Jeudi 19 Janvier 2012

Un article récent (Snell Chelsea et al., Food and Chem. Tox.) a provoqué un débat en décembre 2011. Il a été co-signé par Gérard Pascal qui a contribué aux autorisations d'un grand nombre d'OGM au sein des comités français d'évaluation. Après analyse (c'est ce qu'il dit) de 24 études long terme ou multigénérationnelles d'animaux consommant des OGM, Gérard Pascal prétend que cela démontre que ces OGM sont sans danger. Bien sûr, cette personne produit les mêmes résultats et conclusions que les industriels, en affirmant que toutes les différences significatives par rapport aux témoins ne sont pas un problème puisqu'ils sont inclus dans les « variations biologiques normales ». Alors quel est le but de contrôles comparatifs internes à l'expérience ? Il ne refait pas tous les calculs statistiques, contrairement à nous.  

Les auteurs qualifient de “long terme” des tests de quelques mois sur des saumons ou des macaques, de deux ans sur des vaches qui vivent quinze ans, et de quelques semaines sur des poulets ou des cailles, et bien sûr ils ne notent pas que ces études n'ont été ni requises ni réalisées avant la commercialisation de ces OGM. Nos revues largement consultées par la communauté scientifique (Séralini et al. Env. Sci. Europe, 2011, 23, 10-20, voir lien en page de bienvenue sur notre site) détaillant le contraire sont ignorées, ce qui n'est pas éthique d'un point de vue scientifique.  

Au diable l'objectivité ! Pire, un grand nombre d'études long terme de Malatesta et ses collègues sur des souris mangeant des sojas au Roundup, que nous avions déjà identifiées comme mettant en lumière les effets négatifs des OGM (en détail dans les foies, les pancréas, testicules au niveau cellulaire) sont considérées comme ne montrant rien malgré les conclusions de leurs auteurs !  

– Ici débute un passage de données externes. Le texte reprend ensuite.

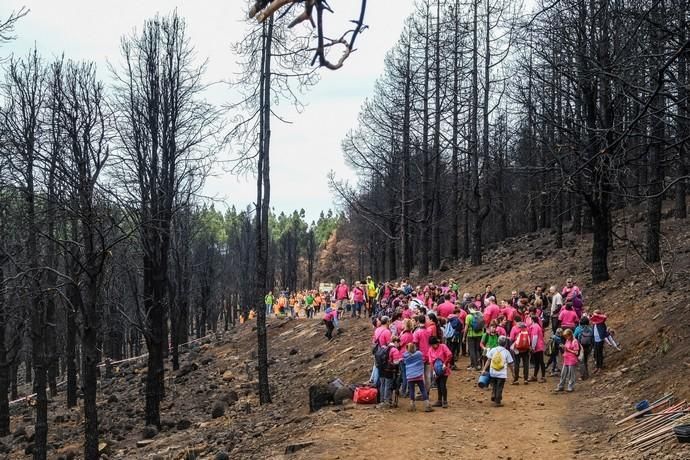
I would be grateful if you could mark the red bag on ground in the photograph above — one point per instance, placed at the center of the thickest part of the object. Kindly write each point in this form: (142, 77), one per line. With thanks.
(365, 395)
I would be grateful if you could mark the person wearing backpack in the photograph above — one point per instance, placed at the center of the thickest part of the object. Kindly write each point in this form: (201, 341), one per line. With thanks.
(537, 336)
(387, 361)
(521, 346)
(474, 329)
(584, 333)
(454, 327)
(440, 357)
(406, 337)
(553, 349)
(571, 351)
(421, 341)
(555, 310)
(601, 335)
(414, 373)
(268, 302)
(489, 340)
(328, 321)
(499, 360)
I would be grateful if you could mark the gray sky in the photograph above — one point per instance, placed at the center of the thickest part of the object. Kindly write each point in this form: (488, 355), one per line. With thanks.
(301, 155)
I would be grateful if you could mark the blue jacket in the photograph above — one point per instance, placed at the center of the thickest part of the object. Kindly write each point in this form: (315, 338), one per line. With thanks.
(414, 365)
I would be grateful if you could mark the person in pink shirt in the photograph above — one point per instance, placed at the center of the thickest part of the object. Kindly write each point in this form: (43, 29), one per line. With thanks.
(421, 340)
(568, 318)
(570, 290)
(433, 326)
(491, 311)
(440, 358)
(406, 337)
(407, 311)
(328, 321)
(501, 328)
(342, 293)
(571, 351)
(509, 311)
(358, 297)
(446, 308)
(538, 346)
(382, 334)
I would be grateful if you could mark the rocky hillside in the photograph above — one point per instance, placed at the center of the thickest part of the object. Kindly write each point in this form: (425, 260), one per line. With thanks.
(212, 411)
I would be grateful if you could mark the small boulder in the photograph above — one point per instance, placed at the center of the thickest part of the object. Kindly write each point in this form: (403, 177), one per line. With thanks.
(144, 443)
(231, 397)
(149, 432)
(19, 432)
(342, 394)
(187, 369)
(319, 396)
(218, 409)
(183, 424)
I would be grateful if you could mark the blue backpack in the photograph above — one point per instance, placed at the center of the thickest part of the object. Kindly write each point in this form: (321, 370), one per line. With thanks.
(438, 368)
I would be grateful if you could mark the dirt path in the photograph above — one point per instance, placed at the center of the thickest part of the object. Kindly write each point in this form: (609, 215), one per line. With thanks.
(470, 428)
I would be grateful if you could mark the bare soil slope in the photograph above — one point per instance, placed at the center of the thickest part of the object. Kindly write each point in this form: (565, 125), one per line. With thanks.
(652, 324)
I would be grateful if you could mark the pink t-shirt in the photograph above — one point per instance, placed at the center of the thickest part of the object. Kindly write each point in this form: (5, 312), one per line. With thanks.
(570, 359)
(569, 293)
(491, 312)
(536, 330)
(341, 292)
(513, 333)
(405, 338)
(431, 327)
(445, 309)
(568, 319)
(394, 355)
(382, 336)
(528, 318)
(443, 353)
(462, 315)
(421, 339)
(509, 312)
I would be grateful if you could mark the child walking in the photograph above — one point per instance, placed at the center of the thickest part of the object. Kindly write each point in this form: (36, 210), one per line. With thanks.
(414, 372)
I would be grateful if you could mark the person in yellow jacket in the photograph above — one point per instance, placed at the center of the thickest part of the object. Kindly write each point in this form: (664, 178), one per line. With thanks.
(371, 296)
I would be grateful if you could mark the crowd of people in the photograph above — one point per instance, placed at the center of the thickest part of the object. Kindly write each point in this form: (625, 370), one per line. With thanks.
(421, 332)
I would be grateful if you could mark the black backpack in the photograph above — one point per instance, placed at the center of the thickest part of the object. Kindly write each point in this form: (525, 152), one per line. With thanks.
(381, 357)
(586, 336)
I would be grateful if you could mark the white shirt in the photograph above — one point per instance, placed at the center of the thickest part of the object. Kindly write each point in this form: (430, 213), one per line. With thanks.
(507, 359)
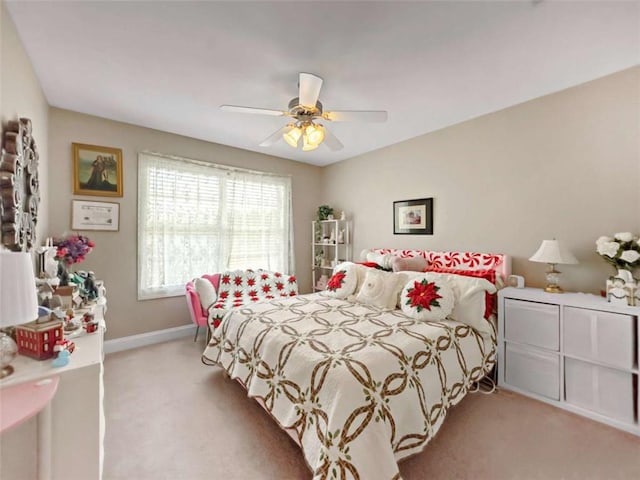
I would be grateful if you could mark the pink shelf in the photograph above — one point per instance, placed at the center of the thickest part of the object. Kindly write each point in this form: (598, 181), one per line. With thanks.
(22, 401)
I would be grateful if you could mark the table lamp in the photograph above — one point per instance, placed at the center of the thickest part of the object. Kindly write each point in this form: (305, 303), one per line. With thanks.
(553, 253)
(18, 302)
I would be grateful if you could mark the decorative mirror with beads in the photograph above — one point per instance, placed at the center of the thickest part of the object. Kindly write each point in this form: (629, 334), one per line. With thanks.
(19, 186)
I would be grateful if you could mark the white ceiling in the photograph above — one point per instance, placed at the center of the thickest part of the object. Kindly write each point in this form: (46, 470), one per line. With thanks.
(170, 65)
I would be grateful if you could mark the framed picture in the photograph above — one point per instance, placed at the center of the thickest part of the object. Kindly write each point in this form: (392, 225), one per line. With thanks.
(103, 216)
(413, 217)
(97, 170)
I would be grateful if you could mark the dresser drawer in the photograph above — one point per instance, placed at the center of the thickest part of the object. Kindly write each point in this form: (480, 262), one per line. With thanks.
(533, 370)
(600, 336)
(600, 389)
(532, 323)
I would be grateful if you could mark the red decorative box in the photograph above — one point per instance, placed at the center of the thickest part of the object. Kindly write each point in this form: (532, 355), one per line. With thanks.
(38, 339)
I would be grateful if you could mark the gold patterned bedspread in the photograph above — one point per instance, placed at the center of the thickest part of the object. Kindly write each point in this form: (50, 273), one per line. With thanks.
(361, 386)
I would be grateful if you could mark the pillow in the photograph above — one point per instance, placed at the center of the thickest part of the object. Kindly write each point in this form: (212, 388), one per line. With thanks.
(409, 264)
(343, 281)
(428, 297)
(470, 301)
(206, 292)
(381, 289)
(490, 275)
(382, 259)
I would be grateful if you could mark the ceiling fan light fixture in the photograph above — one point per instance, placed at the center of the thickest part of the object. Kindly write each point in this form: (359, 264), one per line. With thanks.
(314, 133)
(308, 146)
(292, 137)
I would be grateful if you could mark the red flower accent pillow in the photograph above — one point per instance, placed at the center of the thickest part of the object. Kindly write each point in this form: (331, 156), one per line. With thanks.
(490, 298)
(343, 281)
(427, 298)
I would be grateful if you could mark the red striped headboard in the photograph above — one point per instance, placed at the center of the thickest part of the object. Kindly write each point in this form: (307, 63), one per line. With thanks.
(461, 260)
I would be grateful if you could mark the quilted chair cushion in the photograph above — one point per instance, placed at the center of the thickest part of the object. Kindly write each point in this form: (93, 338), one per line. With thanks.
(242, 287)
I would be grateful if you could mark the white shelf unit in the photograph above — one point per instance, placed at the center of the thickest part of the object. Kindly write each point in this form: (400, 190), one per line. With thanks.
(326, 251)
(573, 350)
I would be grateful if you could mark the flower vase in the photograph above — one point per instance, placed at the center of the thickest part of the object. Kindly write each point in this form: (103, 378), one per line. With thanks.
(621, 288)
(625, 275)
(63, 274)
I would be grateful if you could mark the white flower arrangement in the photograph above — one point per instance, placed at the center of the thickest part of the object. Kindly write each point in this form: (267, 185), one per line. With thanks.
(622, 250)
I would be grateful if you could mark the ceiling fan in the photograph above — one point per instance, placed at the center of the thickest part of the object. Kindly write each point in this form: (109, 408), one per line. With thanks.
(306, 110)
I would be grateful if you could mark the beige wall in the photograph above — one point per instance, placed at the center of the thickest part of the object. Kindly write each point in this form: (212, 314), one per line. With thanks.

Ils rejugent des publications internationales comme bon leur semble, transforment leurs découvertes ou les ignorent pour des raisons douteuses ou étranges : « Le soja OGM pourrait ne pas avoir poussé près d'un champ non OGM (ou le contraire) avant que les souris n'en mangent ! ». Lorsqu'on se préoccupe de tels détails avant de lever le moindre doute pour la santé publique, n'y a-t-il pas un risque de créer des générations d'étudiants écœurés par la science ? Un exemple parfait d'expertise contradictoire en somme !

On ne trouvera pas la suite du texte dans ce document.